L’orange, c’est la couleur passée du camion « PIZZA LOULE » garé près de l’entrée de la ville, à côté du rond-point du Monoprix, qui enfume tout le parking de ses effluves.
L’orange, c’est la couleur de la couverture de Los Angeles Standards, édité par Poursuite, ainsi que Jazz Power et Pia de Christopher Anderson.
Los Angeles Standards, présent sur les tables de la shorlist du Prix du Livre cette année dans la catégorie auteur, se lance le pari impossible de saisir une ville en mouvement sous l’impulsion d’une collecte de quatre ans d’infrastructures urbaines par les architectes Caroline & Cyril Desroche, nous montrant qu’il est possible de réunir 1300 images (ce qui est énorme) : il suffit d’un format assez compact pour que l’édition tienne dans la main (17×23 cm), une bonne typographie, un peu élancée, un peu futuriste, et de savoir les répartir en catégories (Mini-Mall Signs, Mini-Malls, Billboards, Micro-Architecture, Parking, Freeways, Streets, Topiary, Styles, 2×4, Stucco Boxes, Dingbats, Stilt Houses, Skirt Houses, Architectures et enfin Afterword). À venir découvrir si vous prévoyez d’acheter un bien immobilier dans le quartier.

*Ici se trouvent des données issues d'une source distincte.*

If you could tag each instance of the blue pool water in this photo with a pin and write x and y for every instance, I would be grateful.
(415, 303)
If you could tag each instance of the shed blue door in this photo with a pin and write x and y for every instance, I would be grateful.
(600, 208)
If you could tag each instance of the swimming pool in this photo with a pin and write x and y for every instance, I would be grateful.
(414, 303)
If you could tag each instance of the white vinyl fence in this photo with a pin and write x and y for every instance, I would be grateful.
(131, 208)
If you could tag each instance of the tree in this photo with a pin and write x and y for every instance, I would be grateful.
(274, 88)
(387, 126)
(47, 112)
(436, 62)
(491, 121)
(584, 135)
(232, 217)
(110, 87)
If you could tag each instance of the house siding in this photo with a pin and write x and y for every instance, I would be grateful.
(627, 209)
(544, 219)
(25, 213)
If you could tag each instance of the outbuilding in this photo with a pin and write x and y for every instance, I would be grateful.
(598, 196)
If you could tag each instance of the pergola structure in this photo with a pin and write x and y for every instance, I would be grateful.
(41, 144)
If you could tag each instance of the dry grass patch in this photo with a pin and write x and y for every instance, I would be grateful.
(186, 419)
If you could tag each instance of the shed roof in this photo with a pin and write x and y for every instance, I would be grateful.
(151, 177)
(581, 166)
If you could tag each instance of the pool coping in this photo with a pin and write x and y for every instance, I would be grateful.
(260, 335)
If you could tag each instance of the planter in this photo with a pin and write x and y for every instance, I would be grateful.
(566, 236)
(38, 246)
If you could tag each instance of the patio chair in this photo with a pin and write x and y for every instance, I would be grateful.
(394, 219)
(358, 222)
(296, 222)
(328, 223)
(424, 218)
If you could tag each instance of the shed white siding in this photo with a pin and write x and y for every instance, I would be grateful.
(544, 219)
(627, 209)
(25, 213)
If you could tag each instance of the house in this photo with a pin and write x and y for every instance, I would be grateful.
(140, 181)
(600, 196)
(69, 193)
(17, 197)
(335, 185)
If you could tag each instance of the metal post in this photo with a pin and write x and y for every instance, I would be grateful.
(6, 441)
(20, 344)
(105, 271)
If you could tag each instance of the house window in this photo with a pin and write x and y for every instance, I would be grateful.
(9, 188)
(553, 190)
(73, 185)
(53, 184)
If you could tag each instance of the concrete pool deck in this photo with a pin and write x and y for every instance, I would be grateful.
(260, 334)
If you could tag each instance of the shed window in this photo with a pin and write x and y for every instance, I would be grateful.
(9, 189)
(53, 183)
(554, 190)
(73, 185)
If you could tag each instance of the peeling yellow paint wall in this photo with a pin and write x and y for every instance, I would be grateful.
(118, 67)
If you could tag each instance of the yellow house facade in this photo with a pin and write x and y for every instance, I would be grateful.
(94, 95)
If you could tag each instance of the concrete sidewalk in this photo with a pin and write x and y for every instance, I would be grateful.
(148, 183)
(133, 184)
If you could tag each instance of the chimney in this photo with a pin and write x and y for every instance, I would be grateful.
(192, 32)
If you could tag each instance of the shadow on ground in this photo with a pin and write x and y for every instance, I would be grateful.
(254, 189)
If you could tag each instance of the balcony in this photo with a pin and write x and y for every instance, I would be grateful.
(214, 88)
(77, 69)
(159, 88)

Jazz Power ! Jazz magazine, vingt ans d’avant-garde (1954-1974), exposé à Croisière, montre la dure ascension du jazz – mais surtout celle de la lutte contre les discriminations envers les Afro-Américains – dans la culture éminemment blanche à cette époque. Le livre sorti pour l’occasion, a la même maquette que ce très beau livre que j’ai découvert il y a 6 mois environ, qui s’intitule American Origami, édité par Fw:Books, qui est une édition augmentée pensée comme une enquête sur les tueries de masses aux États-Unis. Sauf que ce premier est édité par Delpire and Co, dont une exposition leur est consacrée à l’espace Van Gogh cette année : drôle d’association.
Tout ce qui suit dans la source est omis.